Taiwan’s then ruling Kuomintang party would have had grounds to feel as defeatist as contemporary Brits, if not more so, at the outset of its economic development push in the 1950s. We may have just had a prime minister whose legacy was compared to a lettuce. Taiwan was run by a regime which had just fled from power after losing a continent-sized country to a guerrilla army of peasants: Mao Zedong’s Communist Party of China.

“In Taiwan’s Kuomintang, as with South Korea’s post-independence regimes, state incompetence was staggering. They had to build from scratch,” says economic historian Ha-Joon Chang.

None of the “Asian Tigers” that enjoyed development miracles in the late 20th century had starting conditions for optimism. Yet because of their sharp need to survive in the close presence of geopolitical enemies, their governments exemplified ambitious missions. As a small island economy within striking distance of the Chinese mainland, Taiwan has had to learn to thrive in far more hostile an environment than the UK ever has had to face.

The Asian Tigers had nothing to lose; they were forced by defeat to think ahead. Perhaps it is Britain’s very wealth, its glorious industrial history, and the sophistication of its institutions that mean that we take decline for granted? It seems easier for us to imagine great loss or great triumph than it is to conceive of what the historian David Edgerton calls “a more modest politics, a politics of improvement”.

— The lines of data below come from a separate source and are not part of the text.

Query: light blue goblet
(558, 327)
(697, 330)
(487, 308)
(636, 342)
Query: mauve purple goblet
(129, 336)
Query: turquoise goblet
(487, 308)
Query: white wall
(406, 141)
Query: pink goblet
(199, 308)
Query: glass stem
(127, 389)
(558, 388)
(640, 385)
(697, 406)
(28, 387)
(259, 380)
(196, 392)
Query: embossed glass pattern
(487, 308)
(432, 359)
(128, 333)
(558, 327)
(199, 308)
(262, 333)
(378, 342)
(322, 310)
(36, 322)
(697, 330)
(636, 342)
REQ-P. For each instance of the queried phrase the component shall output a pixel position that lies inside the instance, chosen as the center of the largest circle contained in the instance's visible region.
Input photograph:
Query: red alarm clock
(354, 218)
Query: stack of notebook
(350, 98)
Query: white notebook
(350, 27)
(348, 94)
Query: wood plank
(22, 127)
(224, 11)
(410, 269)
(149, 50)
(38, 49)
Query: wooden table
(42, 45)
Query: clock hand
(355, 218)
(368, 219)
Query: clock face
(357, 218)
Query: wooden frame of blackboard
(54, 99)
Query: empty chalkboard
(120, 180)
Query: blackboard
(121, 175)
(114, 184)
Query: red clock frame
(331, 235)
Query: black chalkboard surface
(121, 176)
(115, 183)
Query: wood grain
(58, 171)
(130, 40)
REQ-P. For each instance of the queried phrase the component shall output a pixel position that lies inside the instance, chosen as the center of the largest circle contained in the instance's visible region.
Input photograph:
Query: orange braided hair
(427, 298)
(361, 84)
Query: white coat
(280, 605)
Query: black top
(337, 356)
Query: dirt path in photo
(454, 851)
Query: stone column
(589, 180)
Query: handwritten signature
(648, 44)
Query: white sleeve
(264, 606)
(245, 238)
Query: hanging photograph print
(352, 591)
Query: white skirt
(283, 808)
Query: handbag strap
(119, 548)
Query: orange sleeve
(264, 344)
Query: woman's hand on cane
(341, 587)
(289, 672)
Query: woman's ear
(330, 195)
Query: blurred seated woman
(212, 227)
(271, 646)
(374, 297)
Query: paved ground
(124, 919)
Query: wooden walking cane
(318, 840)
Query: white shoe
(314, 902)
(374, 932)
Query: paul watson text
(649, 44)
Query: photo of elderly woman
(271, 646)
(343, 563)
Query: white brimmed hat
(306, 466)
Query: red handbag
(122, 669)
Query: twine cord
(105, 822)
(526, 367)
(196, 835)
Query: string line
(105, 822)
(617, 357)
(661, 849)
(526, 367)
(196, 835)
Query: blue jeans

We can learn from those who start small. Before we try to train a generation of quantum physicists, we need the basics. Industrial policy makes sense in the context of a broader economic development strategy. Land and educational reforms were the first targets for the Taiwanese government; in China, creating a literate population was an essential part of nation-building.

We in the UK of course start with much better fundamentals. But we have also long neglected what the economist Karel Williams has termed the “foundational economy”, and what feminist economists call “social infrastructure”: the parts of the economy that supply everyday necessities, such as social care, education, food, housing and utilities. Addressing these root failures, which are so close to our everyday experience of a dysfunctional economy, may also improve our national imagination for what a flourishing economy looks like.

Indeed, the term “industrial policy”, meaning policies used to promote structural economic change, can be misleading in the modern age. Any vision for the UK economy will have to encompass the service sector, which provides four-fifths of our output and employment.

The economist Dani Rodrik suggests instead using the term “productive development policies”. Doing so highlights how our economy develops from our social fabric. An industrial policy toolkit that is overly focused on rewarding outputs at the point of production neglects the question of where the people making the innovations come from and how they live. We are not a developing economy. But we have much to learn from those that are.